Son pistolet s’abaissa, visant Julie au sein, et la détonation éclata terriblement dans cet espace étroit.

Mais une forme humaine, glissant hors du couloir ouvert, plus rapide que la pensée, était au-devant de Julie. Ce fut le baron Schwartz qui tomba foudroyé.

André Maynotte et Toulonnais-l’Amitié luttaient déjà corps à corps semblables à un lion et un tigre: bataille furibonde et muette.

Ils roulèrent tous deux jusque auprès de la caisse, contre laquelle la tête d’André porta violemment. Lecoq, léchant l’écume de ses lèvres, parvint à dégager sa main, qui tenait le pistolet et l’appuya contre la tempe sanglante d’André, en poussant un sourd rugissement de joie; les témoins s’élançaient; ils seraient arrivés trop tard.

Ce fut Dieu qui frappa.

Lecoq était en dedans de la porte ouverte de la caisse, André en dehors. Au moment où Lecoq pressait la détente, André put saisir la porte et la poussa dans un instinctif et suprême effort.

Le coup de pistolet partit, mais la balle rencontra le lourd battant qui déjà virait.

Chacun connaît le poids de ces portes massives, chacun sait comme elles tournent libres sur leurs gonds robustes. André avait une force d’athlète, décuplée par la passion du moment. Ce fut une hideuse exécution.
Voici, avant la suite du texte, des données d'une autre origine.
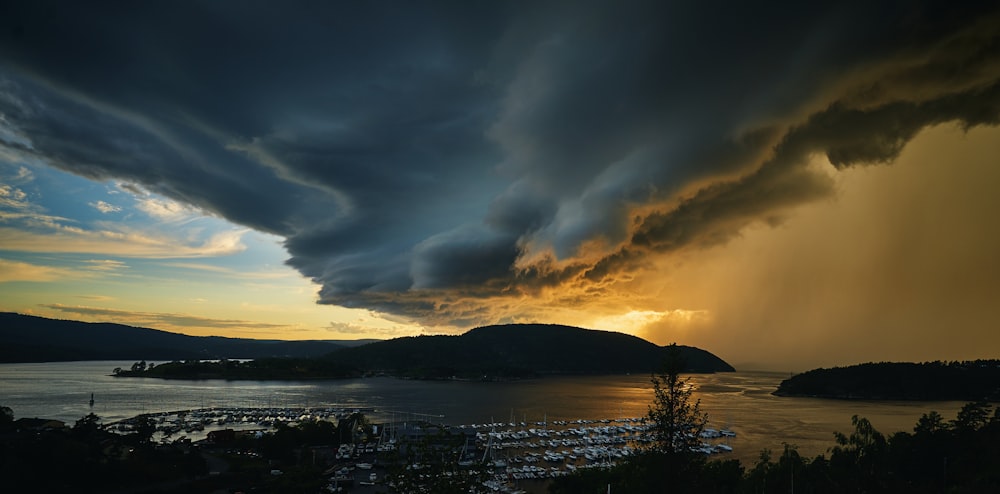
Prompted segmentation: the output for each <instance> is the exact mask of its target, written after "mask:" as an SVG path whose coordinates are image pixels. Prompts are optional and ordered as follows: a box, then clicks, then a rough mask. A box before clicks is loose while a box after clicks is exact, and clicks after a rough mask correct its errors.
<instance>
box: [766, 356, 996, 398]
mask: <svg viewBox="0 0 1000 494" xmlns="http://www.w3.org/2000/svg"><path fill="white" fill-rule="evenodd" d="M773 394H775V395H777V396H800V397H815V398H835V399H846V400H914V401H991V402H996V401H1000V360H973V361H963V362H924V363H908V362H880V363H866V364H859V365H852V366H849V367H834V368H831V369H813V370H810V371H808V372H803V373H801V374H797V375H795V376H792V377H790V378H788V379H786V380H784V381H782V382H781V384H780V385H779V386H778V389H777V390H776V391H775V392H774V393H773Z"/></svg>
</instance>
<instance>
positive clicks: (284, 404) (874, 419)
mask: <svg viewBox="0 0 1000 494" xmlns="http://www.w3.org/2000/svg"><path fill="white" fill-rule="evenodd" d="M131 365H132V362H117V361H100V362H58V363H32V364H0V405H3V406H7V407H10V408H11V409H12V410H13V411H14V416H15V417H16V418H21V417H41V418H52V419H57V420H62V421H64V422H66V423H67V424H70V425H71V424H72V423H74V422H75V421H76V420H78V419H79V418H80V417H83V416H84V415H86V414H88V413H91V412H93V413H95V414H97V415H98V416H100V417H101V419H102V421H104V422H114V421H117V420H121V419H125V418H129V417H133V416H135V415H138V414H141V413H157V412H171V411H178V410H189V409H196V408H212V407H217V408H222V407H258V408H260V407H267V408H339V409H354V408H358V409H365V410H367V413H369V414H370V415H372V417H373V419H374V420H376V421H379V420H392V419H394V420H418V419H422V420H429V421H432V422H437V423H445V424H450V425H460V424H483V423H491V422H509V421H514V422H522V421H524V422H529V423H536V422H541V421H549V422H552V421H556V420H576V419H584V420H598V419H616V418H626V417H641V416H644V415H645V414H646V411H647V407H648V406H649V404H650V403H651V401H652V398H653V391H652V385H651V384H650V382H649V376H648V375H615V376H557V377H545V378H541V379H532V380H525V381H513V382H469V381H415V380H402V379H394V378H388V377H373V378H358V379H342V380H324V381H224V380H203V381H173V380H169V381H168V380H162V379H146V378H116V377H113V376H111V371H112V369H114V368H115V367H123V368H128V367H129V366H131ZM689 377H690V382H691V383H692V384H693V385H694V386H695V394H694V396H695V398H696V399H698V400H700V403H701V409H702V411H704V412H706V413H707V414H708V416H709V421H710V423H709V425H710V426H711V427H714V428H717V429H719V428H723V427H727V428H730V429H732V430H733V431H734V432H736V434H737V436H736V437H735V438H731V439H730V440H729V444H730V445H731V446H732V447H733V448H734V452H733V453H732V454H731V455H730V456H732V457H734V458H738V459H740V460H741V461H742V462H743V463H744V465H745V466H747V467H750V466H752V464H753V462H754V461H755V460H756V459H757V458H758V457H759V455H760V452H761V450H762V449H765V448H766V449H770V450H772V451H774V452H775V453H780V451H781V450H782V448H783V445H784V444H786V443H787V444H790V445H794V446H795V447H797V448H798V450H799V452H800V453H801V454H803V455H806V456H810V457H811V456H815V455H817V454H822V453H826V451H827V449H828V448H830V447H832V446H833V445H834V436H833V433H834V432H835V431H840V432H844V433H850V432H851V430H852V429H853V427H852V426H851V417H852V416H853V415H859V416H862V417H865V418H868V419H869V420H870V421H871V422H872V424H873V425H874V426H875V428H876V429H877V430H879V431H880V432H882V433H884V434H890V433H893V432H896V431H903V430H905V431H909V430H912V428H913V426H914V424H915V423H916V421H917V419H919V418H920V416H921V415H922V414H924V413H928V412H930V411H932V410H934V411H937V412H939V413H941V414H942V415H943V416H944V417H945V418H946V419H951V418H954V416H955V413H956V412H957V411H958V410H959V409H960V408H961V407H962V406H963V405H964V402H910V401H906V402H902V401H844V400H828V399H813V398H789V397H777V396H773V395H771V392H772V391H774V390H775V389H776V388H777V386H778V383H780V382H781V380H782V379H784V378H786V377H788V373H785V372H766V371H743V372H733V373H719V374H695V375H691V376H689ZM91 393H93V395H94V405H93V407H91V406H90V405H89V401H90V396H91Z"/></svg>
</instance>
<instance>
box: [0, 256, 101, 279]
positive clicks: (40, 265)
mask: <svg viewBox="0 0 1000 494" xmlns="http://www.w3.org/2000/svg"><path fill="white" fill-rule="evenodd" d="M83 276H84V275H83V274H82V273H80V272H78V271H75V270H72V269H65V268H59V267H55V266H42V265H38V264H31V263H27V262H20V261H11V260H8V259H0V283H9V282H14V281H30V282H49V281H56V280H63V279H67V278H81V277H83Z"/></svg>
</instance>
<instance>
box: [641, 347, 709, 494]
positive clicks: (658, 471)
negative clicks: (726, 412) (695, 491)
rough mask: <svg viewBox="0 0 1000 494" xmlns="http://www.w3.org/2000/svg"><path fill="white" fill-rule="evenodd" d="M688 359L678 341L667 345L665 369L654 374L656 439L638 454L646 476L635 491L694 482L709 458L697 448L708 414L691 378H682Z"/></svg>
mask: <svg viewBox="0 0 1000 494" xmlns="http://www.w3.org/2000/svg"><path fill="white" fill-rule="evenodd" d="M685 366H686V362H685V361H684V359H683V357H682V356H681V353H680V349H678V348H677V345H676V344H671V345H670V346H669V347H668V348H667V359H666V360H665V361H664V364H663V370H662V371H660V373H659V374H654V375H653V376H651V377H650V382H652V383H653V403H652V405H650V406H649V412H648V415H647V417H648V419H649V421H650V422H651V423H652V433H653V442H652V443H651V446H650V451H648V452H647V454H645V455H642V457H640V458H637V462H638V468H639V470H640V472H643V471H644V472H645V474H644V475H642V474H640V475H639V476H640V477H642V478H643V479H642V480H640V481H638V482H636V483H635V485H634V487H632V488H630V489H629V490H630V491H631V492H642V491H647V492H660V490H661V489H662V487H663V486H664V485H670V486H682V485H683V486H694V485H696V483H697V481H698V477H699V471H700V469H701V467H702V466H703V464H704V462H705V458H704V455H702V454H701V453H698V452H696V449H697V448H698V447H699V446H700V445H701V437H700V434H701V432H702V431H703V430H704V429H705V424H706V423H707V422H708V416H707V415H706V414H704V413H702V412H701V408H700V406H701V400H692V396H691V395H692V393H693V392H694V388H693V386H692V385H691V383H690V378H687V379H685V378H681V372H683V371H684V369H685Z"/></svg>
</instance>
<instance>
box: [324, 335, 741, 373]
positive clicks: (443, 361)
mask: <svg viewBox="0 0 1000 494" xmlns="http://www.w3.org/2000/svg"><path fill="white" fill-rule="evenodd" d="M677 348H678V350H679V351H680V355H681V357H682V358H683V359H685V361H686V364H687V371H688V372H731V371H733V370H734V369H733V367H732V366H731V365H729V364H728V363H726V362H725V361H723V360H722V359H720V358H719V357H716V356H715V355H713V354H711V353H709V352H707V351H705V350H702V349H699V348H694V347H688V346H678V347H677ZM667 352H668V351H667V348H666V347H661V346H658V345H655V344H653V343H650V342H648V341H646V340H643V339H641V338H637V337H635V336H630V335H627V334H624V333H617V332H611V331H597V330H587V329H582V328H576V327H571V326H561V325H553V324H508V325H499V326H486V327H480V328H476V329H472V330H470V331H468V332H466V333H465V334H462V335H460V336H413V337H404V338H396V339H392V340H387V341H380V342H376V343H370V344H368V345H363V346H359V347H356V348H345V349H341V350H338V351H336V352H333V353H331V354H330V355H328V356H327V357H326V358H327V359H330V360H333V361H336V362H338V363H340V364H343V365H350V366H354V367H357V368H361V369H365V370H367V371H383V372H386V373H391V374H394V375H399V376H412V377H418V378H450V377H463V378H482V377H483V376H486V377H487V378H498V379H504V378H518V377H529V376H534V375H541V374H619V373H626V372H653V371H655V370H658V368H659V366H660V365H662V363H663V360H664V359H665V358H666V356H667Z"/></svg>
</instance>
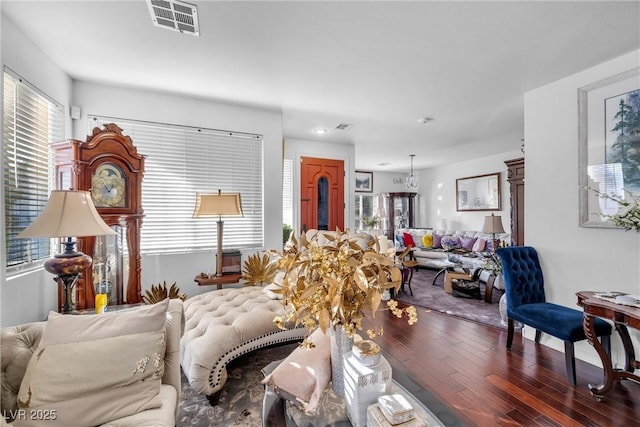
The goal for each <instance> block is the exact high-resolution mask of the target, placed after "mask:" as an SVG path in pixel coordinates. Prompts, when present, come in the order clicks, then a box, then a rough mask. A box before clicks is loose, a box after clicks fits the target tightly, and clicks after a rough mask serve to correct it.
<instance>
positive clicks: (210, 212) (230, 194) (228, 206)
mask: <svg viewBox="0 0 640 427" xmlns="http://www.w3.org/2000/svg"><path fill="white" fill-rule="evenodd" d="M215 216H217V217H220V216H244V214H243V213H242V201H241V200H240V193H223V192H221V191H220V190H218V192H217V193H215V194H201V193H196V207H195V209H194V211H193V217H194V218H205V217H215Z"/></svg>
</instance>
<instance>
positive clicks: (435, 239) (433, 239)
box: [433, 234, 442, 249]
mask: <svg viewBox="0 0 640 427" xmlns="http://www.w3.org/2000/svg"><path fill="white" fill-rule="evenodd" d="M433 249H442V236H441V235H440V234H434V235H433Z"/></svg>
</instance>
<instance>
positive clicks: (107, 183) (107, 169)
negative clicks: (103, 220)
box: [91, 163, 128, 208]
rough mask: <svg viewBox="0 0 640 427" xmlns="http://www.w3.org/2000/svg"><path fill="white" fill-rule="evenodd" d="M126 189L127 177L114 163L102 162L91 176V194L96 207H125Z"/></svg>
mask: <svg viewBox="0 0 640 427" xmlns="http://www.w3.org/2000/svg"><path fill="white" fill-rule="evenodd" d="M127 191H128V188H127V177H126V176H125V174H124V172H123V170H122V168H120V166H118V165H116V164H114V163H102V164H101V165H99V166H98V167H97V168H96V171H95V173H94V174H93V176H92V177H91V195H92V198H93V203H94V205H95V206H96V207H97V208H126V207H127Z"/></svg>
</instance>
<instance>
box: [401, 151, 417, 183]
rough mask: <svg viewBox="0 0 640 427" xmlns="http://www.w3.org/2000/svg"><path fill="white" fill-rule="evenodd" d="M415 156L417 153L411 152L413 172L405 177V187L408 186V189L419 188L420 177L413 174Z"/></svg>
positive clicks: (409, 155)
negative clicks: (413, 166) (413, 153)
mask: <svg viewBox="0 0 640 427" xmlns="http://www.w3.org/2000/svg"><path fill="white" fill-rule="evenodd" d="M415 156H416V155H415V154H409V157H411V172H410V173H409V175H407V177H406V178H405V179H404V188H406V189H407V190H417V189H418V178H416V176H415V175H414V174H413V158H414V157H415Z"/></svg>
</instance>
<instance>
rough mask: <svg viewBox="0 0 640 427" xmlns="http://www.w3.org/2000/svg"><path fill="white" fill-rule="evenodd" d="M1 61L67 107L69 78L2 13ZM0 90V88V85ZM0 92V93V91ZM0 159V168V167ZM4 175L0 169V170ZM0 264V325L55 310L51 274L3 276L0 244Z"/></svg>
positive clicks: (30, 273) (1, 23)
mask: <svg viewBox="0 0 640 427" xmlns="http://www.w3.org/2000/svg"><path fill="white" fill-rule="evenodd" d="M1 22H2V23H1V26H2V28H1V31H2V50H1V52H2V65H3V67H4V66H7V67H9V68H11V70H13V71H14V72H16V73H17V74H19V75H20V76H21V77H22V78H24V79H25V80H27V81H28V82H29V83H31V84H32V85H34V86H36V87H37V88H39V89H40V90H41V91H43V92H44V93H46V94H47V95H48V96H49V97H51V98H53V99H54V100H55V101H56V102H59V103H61V104H62V105H64V106H65V111H68V105H69V100H70V98H71V91H72V83H71V79H70V78H69V76H67V74H65V73H64V72H63V71H62V70H61V69H60V68H59V67H58V66H57V65H55V64H54V63H53V62H52V61H51V60H50V59H49V58H48V57H47V55H46V54H45V53H44V52H42V51H41V50H40V49H39V48H38V47H37V46H35V45H34V44H33V43H32V42H31V40H29V39H27V38H26V37H25V36H24V34H22V32H21V31H20V30H18V29H17V28H16V27H15V26H14V25H13V23H12V22H11V21H9V20H7V19H6V18H5V16H4V15H2V17H1ZM0 90H1V89H0ZM0 95H1V94H0ZM65 116H66V123H65V125H66V126H65V132H66V136H67V137H70V136H71V119H70V118H69V115H68V114H66V115H65ZM1 167H2V166H1V162H0V168H1ZM0 175H1V176H2V177H4V172H3V173H1V174H0ZM0 199H1V200H2V201H1V203H2V209H0V217H1V221H0V222H1V223H2V225H1V227H2V235H3V236H5V235H6V231H5V219H4V186H3V185H2V186H0ZM1 250H2V254H3V256H2V262H0V264H2V265H1V266H0V279H1V281H0V283H1V284H2V285H1V286H0V325H2V326H5V325H13V324H18V323H23V322H32V321H35V320H42V319H44V318H45V317H46V315H47V313H48V312H49V310H55V309H56V306H57V300H58V287H57V285H56V284H55V282H54V281H53V278H52V276H51V275H50V274H49V273H47V272H46V271H44V270H42V269H40V270H37V271H35V272H30V273H24V274H21V275H17V276H13V277H11V278H7V275H6V268H5V261H4V260H5V259H6V258H5V256H4V244H3V245H2V249H1Z"/></svg>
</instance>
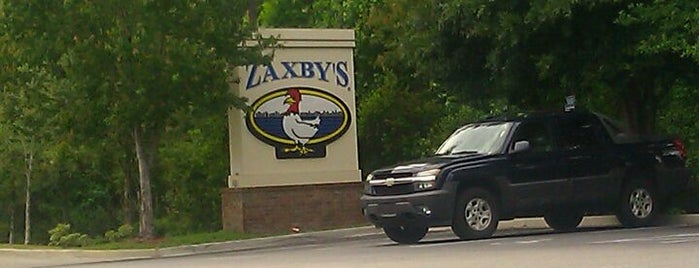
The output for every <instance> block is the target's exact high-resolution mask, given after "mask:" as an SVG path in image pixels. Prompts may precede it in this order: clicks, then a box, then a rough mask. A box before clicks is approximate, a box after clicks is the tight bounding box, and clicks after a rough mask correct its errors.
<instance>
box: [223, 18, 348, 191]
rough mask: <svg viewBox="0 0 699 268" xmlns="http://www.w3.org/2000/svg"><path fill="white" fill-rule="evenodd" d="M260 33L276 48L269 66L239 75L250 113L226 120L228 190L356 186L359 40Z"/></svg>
mask: <svg viewBox="0 0 699 268" xmlns="http://www.w3.org/2000/svg"><path fill="white" fill-rule="evenodd" d="M260 33H261V35H263V36H269V37H275V39H276V40H277V44H278V47H275V48H273V49H269V50H267V51H265V53H269V54H268V55H273V57H272V60H271V61H270V62H269V63H267V64H264V65H248V66H240V67H238V68H236V73H235V74H236V79H235V82H236V84H235V86H236V87H235V89H234V91H235V94H237V95H238V96H240V97H244V98H245V99H247V101H248V105H249V106H250V109H247V110H246V111H241V110H236V109H231V110H230V111H229V112H228V119H229V126H230V127H229V133H230V143H229V144H230V152H231V154H230V161H231V165H230V170H231V173H230V176H229V179H228V181H229V186H230V187H260V186H276V185H302V184H317V183H340V182H356V181H357V180H359V178H360V173H361V172H360V171H359V163H358V155H357V127H356V121H357V120H356V113H355V107H356V105H355V90H354V62H353V57H354V56H353V54H354V51H353V49H354V45H355V42H354V32H353V31H352V30H344V29H263V30H260ZM246 45H247V44H246ZM250 45H254V44H250Z"/></svg>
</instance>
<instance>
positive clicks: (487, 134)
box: [436, 122, 512, 155]
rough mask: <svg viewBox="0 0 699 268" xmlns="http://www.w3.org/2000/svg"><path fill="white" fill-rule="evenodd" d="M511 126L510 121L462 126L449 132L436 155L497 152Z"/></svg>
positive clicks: (437, 149)
mask: <svg viewBox="0 0 699 268" xmlns="http://www.w3.org/2000/svg"><path fill="white" fill-rule="evenodd" d="M511 126H512V123H510V122H488V123H478V124H471V125H467V126H464V127H462V128H460V129H458V130H456V131H455V132H454V134H451V136H449V138H447V140H446V141H444V143H442V145H441V146H439V149H437V152H436V154H437V155H457V154H494V153H496V152H499V151H500V149H501V148H502V146H503V144H504V143H505V139H506V138H507V132H508V130H509V129H510V127H511Z"/></svg>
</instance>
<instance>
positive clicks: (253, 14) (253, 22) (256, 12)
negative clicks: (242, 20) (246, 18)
mask: <svg viewBox="0 0 699 268" xmlns="http://www.w3.org/2000/svg"><path fill="white" fill-rule="evenodd" d="M257 2H258V1H257V0H248V18H249V19H250V22H252V23H253V25H257V13H259V7H258V3H257Z"/></svg>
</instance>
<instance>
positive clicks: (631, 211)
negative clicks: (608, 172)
mask: <svg viewBox="0 0 699 268" xmlns="http://www.w3.org/2000/svg"><path fill="white" fill-rule="evenodd" d="M658 201H659V198H658V196H657V195H656V192H655V189H654V188H653V185H652V184H651V183H649V182H648V181H645V180H633V181H629V182H628V183H627V184H626V185H624V189H623V190H622V192H621V199H620V200H619V204H618V208H617V213H616V216H617V219H619V222H621V224H623V225H624V226H626V227H643V226H650V225H653V224H655V222H656V220H657V218H658V215H659V214H660V206H659V203H658Z"/></svg>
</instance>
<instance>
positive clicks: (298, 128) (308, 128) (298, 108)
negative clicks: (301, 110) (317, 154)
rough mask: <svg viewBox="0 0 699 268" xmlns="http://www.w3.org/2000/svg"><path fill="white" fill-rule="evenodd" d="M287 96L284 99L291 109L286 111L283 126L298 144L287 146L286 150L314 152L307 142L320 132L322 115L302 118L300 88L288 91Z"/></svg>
mask: <svg viewBox="0 0 699 268" xmlns="http://www.w3.org/2000/svg"><path fill="white" fill-rule="evenodd" d="M287 96H288V97H287V98H286V99H285V100H284V104H288V105H289V109H287V110H286V112H284V117H283V118H282V126H283V128H284V133H286V135H287V136H289V138H291V139H292V140H294V142H296V146H294V147H292V148H286V149H284V152H287V153H288V152H299V153H300V154H302V155H304V154H307V153H310V152H313V149H311V148H306V143H308V140H310V139H311V138H313V136H315V134H316V132H318V126H319V125H320V116H319V115H316V118H314V119H312V120H304V119H302V118H301V115H300V110H299V104H300V103H301V92H299V90H298V89H295V88H292V89H289V90H288V91H287Z"/></svg>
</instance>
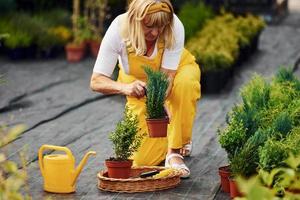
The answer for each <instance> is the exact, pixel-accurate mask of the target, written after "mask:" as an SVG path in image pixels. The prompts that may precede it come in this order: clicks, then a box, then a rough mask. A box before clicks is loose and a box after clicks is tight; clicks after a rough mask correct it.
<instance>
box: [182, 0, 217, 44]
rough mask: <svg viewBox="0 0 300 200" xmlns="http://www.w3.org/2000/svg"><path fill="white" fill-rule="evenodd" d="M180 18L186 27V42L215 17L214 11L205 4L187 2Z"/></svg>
mask: <svg viewBox="0 0 300 200" xmlns="http://www.w3.org/2000/svg"><path fill="white" fill-rule="evenodd" d="M178 17H179V19H180V20H181V22H182V24H183V25H184V33H185V35H184V36H185V41H188V40H189V39H190V38H191V37H193V36H194V35H195V34H196V33H197V32H198V31H199V30H201V29H202V27H203V26H204V25H205V23H206V21H207V20H209V19H211V18H213V17H214V13H213V11H212V9H211V8H210V7H209V6H207V5H205V4H204V3H203V2H198V3H195V2H189V1H188V2H185V3H184V4H183V5H182V6H181V8H180V10H179V12H178Z"/></svg>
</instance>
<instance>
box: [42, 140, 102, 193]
mask: <svg viewBox="0 0 300 200" xmlns="http://www.w3.org/2000/svg"><path fill="white" fill-rule="evenodd" d="M46 149H49V150H56V151H64V152H65V153H66V154H51V155H47V156H44V157H43V151H44V150H46ZM90 155H96V152H95V151H89V152H88V153H87V154H85V156H84V157H83V159H82V160H81V162H80V163H79V165H78V166H77V167H76V168H75V159H74V156H73V154H72V153H71V151H70V149H68V148H67V147H60V146H53V145H43V146H41V147H40V149H39V165H40V170H41V173H42V175H43V177H44V190H45V191H48V192H55V193H71V192H75V187H76V185H75V183H76V180H77V177H78V175H79V174H80V172H81V170H82V168H83V166H84V165H85V163H86V161H87V159H88V157H89V156H90Z"/></svg>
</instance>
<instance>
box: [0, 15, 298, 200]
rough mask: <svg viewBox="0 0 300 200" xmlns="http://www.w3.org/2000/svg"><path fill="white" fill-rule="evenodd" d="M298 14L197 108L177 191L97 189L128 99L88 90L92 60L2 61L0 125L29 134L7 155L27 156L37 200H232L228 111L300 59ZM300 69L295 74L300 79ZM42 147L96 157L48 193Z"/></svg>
mask: <svg viewBox="0 0 300 200" xmlns="http://www.w3.org/2000/svg"><path fill="white" fill-rule="evenodd" d="M299 22H300V14H299V13H298V14H297V13H296V14H294V13H292V14H290V15H289V16H288V17H287V18H286V19H285V20H284V21H283V22H282V23H281V24H280V25H278V26H269V27H267V28H266V29H265V30H264V31H263V33H262V35H261V37H260V44H259V50H258V51H257V52H256V53H255V54H254V55H253V56H252V57H251V58H250V59H249V60H247V61H246V62H244V64H243V66H240V68H241V69H240V70H238V71H237V72H236V74H235V77H234V79H233V80H232V82H231V84H230V85H228V87H227V88H226V89H225V90H224V91H223V92H222V93H221V94H217V95H204V96H202V98H201V100H200V101H199V103H198V108H197V109H198V112H197V116H196V119H195V126H194V128H193V143H194V149H193V153H192V157H191V158H188V159H187V160H186V163H187V165H188V166H189V167H190V169H191V178H189V179H187V180H182V182H181V184H180V185H179V186H178V187H176V188H174V189H169V190H165V191H159V192H148V193H138V194H121V193H120V194H119V193H111V192H103V191H100V190H98V189H97V178H96V174H97V172H98V171H99V170H101V169H103V168H104V160H105V158H107V157H108V156H109V155H111V153H112V149H111V145H110V143H109V141H108V133H109V132H110V131H112V130H113V129H114V127H115V124H116V123H117V121H118V120H119V119H120V118H121V115H122V110H123V107H124V102H125V99H124V97H121V96H103V95H101V94H96V93H93V92H91V91H90V90H89V78H90V75H91V72H92V68H93V64H94V59H92V58H89V59H86V60H84V61H83V62H81V63H79V64H69V63H67V62H66V60H65V59H64V58H60V59H56V60H49V61H25V62H16V63H13V62H10V61H8V60H6V59H5V58H0V74H4V76H5V78H6V80H7V83H6V84H4V85H1V86H0V123H1V124H3V123H5V124H8V125H10V126H13V125H15V124H19V123H23V124H26V125H27V128H28V129H27V131H26V132H25V133H23V134H22V135H21V137H19V138H18V139H17V140H15V141H13V142H12V143H10V144H8V145H7V146H5V147H4V148H2V149H1V151H4V152H6V154H7V155H8V156H9V159H10V160H13V161H16V162H18V163H19V157H18V153H19V152H20V151H22V150H26V152H27V160H28V168H27V170H28V175H29V179H28V185H29V188H30V194H31V196H32V197H33V199H38V200H41V199H48V198H49V197H51V199H65V200H75V199H76V200H77V199H90V200H94V199H157V200H158V199H172V200H176V199H204V200H206V199H218V200H221V199H230V198H229V195H228V194H224V193H222V192H220V186H219V177H218V174H217V169H218V167H219V166H220V165H222V164H225V163H226V162H227V161H226V154H225V152H224V151H223V150H222V149H221V147H220V146H219V144H218V141H217V135H216V130H217V128H218V127H220V126H222V125H223V124H224V121H225V115H226V113H227V112H228V111H229V110H230V109H231V108H232V106H233V104H234V103H235V102H238V101H239V100H240V99H239V96H238V91H239V88H240V87H241V86H242V85H243V84H244V83H246V82H247V81H248V80H249V79H250V77H251V75H252V74H253V73H254V72H257V73H259V74H262V75H264V76H268V77H269V76H271V75H272V74H274V73H275V72H276V70H277V69H278V67H279V66H280V65H290V66H292V65H294V63H295V61H296V60H297V59H298V58H299V57H300V45H299V44H300V23H299ZM299 71H300V69H298V70H297V71H296V73H297V75H298V76H299V75H300V72H299ZM42 144H53V145H60V146H67V147H69V148H70V149H71V150H72V152H73V154H74V156H75V158H76V162H77V163H78V162H79V161H80V160H81V159H82V157H83V155H84V154H85V153H86V152H87V151H89V150H95V151H96V152H97V156H95V157H91V158H90V159H89V160H88V162H87V165H86V166H85V167H84V169H83V171H82V172H81V174H80V176H79V178H78V181H77V190H76V192H75V193H72V194H64V195H62V194H51V193H47V192H44V191H43V179H42V176H41V174H40V171H39V167H38V162H37V161H38V157H37V152H38V149H39V147H40V146H41V145H42Z"/></svg>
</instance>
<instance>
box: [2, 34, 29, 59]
mask: <svg viewBox="0 0 300 200" xmlns="http://www.w3.org/2000/svg"><path fill="white" fill-rule="evenodd" d="M9 34H10V37H8V38H6V39H5V40H4V45H5V47H6V48H7V49H8V55H9V57H10V58H11V59H12V60H20V59H23V58H26V56H27V51H28V49H29V47H30V45H31V43H32V37H31V36H30V35H29V34H28V33H26V32H22V31H17V30H14V31H13V32H10V33H9Z"/></svg>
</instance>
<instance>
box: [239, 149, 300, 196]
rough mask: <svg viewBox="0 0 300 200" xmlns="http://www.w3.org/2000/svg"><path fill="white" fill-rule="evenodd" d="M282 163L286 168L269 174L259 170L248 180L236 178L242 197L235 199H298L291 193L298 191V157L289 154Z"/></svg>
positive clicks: (298, 161)
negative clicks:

La porte, lancée comme un boulet de canon, renversa Lecoq et se referma net, malgré l’obstacle de sa tête horriblement broyée, qui disparut, laissant un tronc mutilé…

André s’affaissa, évanoui.

La baronne Schwartz demanda d’une voix étouffée:

– Est-il mort?

– Non, répondit M. Roland, qui lui tâtait le cœur.

Elle tendit alors ses deux mains au baron Schwartz, qui mourait, agenouillé à ses pieds, et qui dit:

– J’ai bien fait de ne pas me tuer. André avait raison, il y avait là un cœur.

Il appuya ses lèvres desséchées contre les belles mains de Julie et put murmurer encore:

– Devant Dieu qui sait comme je vous aimais, je jure que je ne suis pas coupable, mais…

Son dernier soupir emporta le restant de sa pensée. La balle avait tranché une artère.

Le bal Schwartz s’achevait, en des gaietés charmantes. Quand on danse, on n’entend rien, pas même le tonnerre.

Tout à coup, cependant, une rumeur sinistre courut comme un frisson. Deux hommes venaient d’aborder, la pâleur au front, ce haut personnage à qui nous avons gardé l’incognito.

Puis on entendit ces paroles qui allaient et venaient:

– M. Schwartz est mort. Les Habits Noirs…

Épilogue

I

Première représentation des Habits Noirs, drame en 5 actes et 12 tableaux, à grand spectacle, avec prologue, épilogue, sept décors nouveaux, changements et danses de caractère.

Introduction

Tel était à peu près le corps de l’affiche énorme qui portait en outre, dans un carré blanc, ménagé parmi la couleur général de deuil, répondant au titre:

– Mlle Talma-Rossignol débutera dans le rôle de la comtesse Fra Diavolo.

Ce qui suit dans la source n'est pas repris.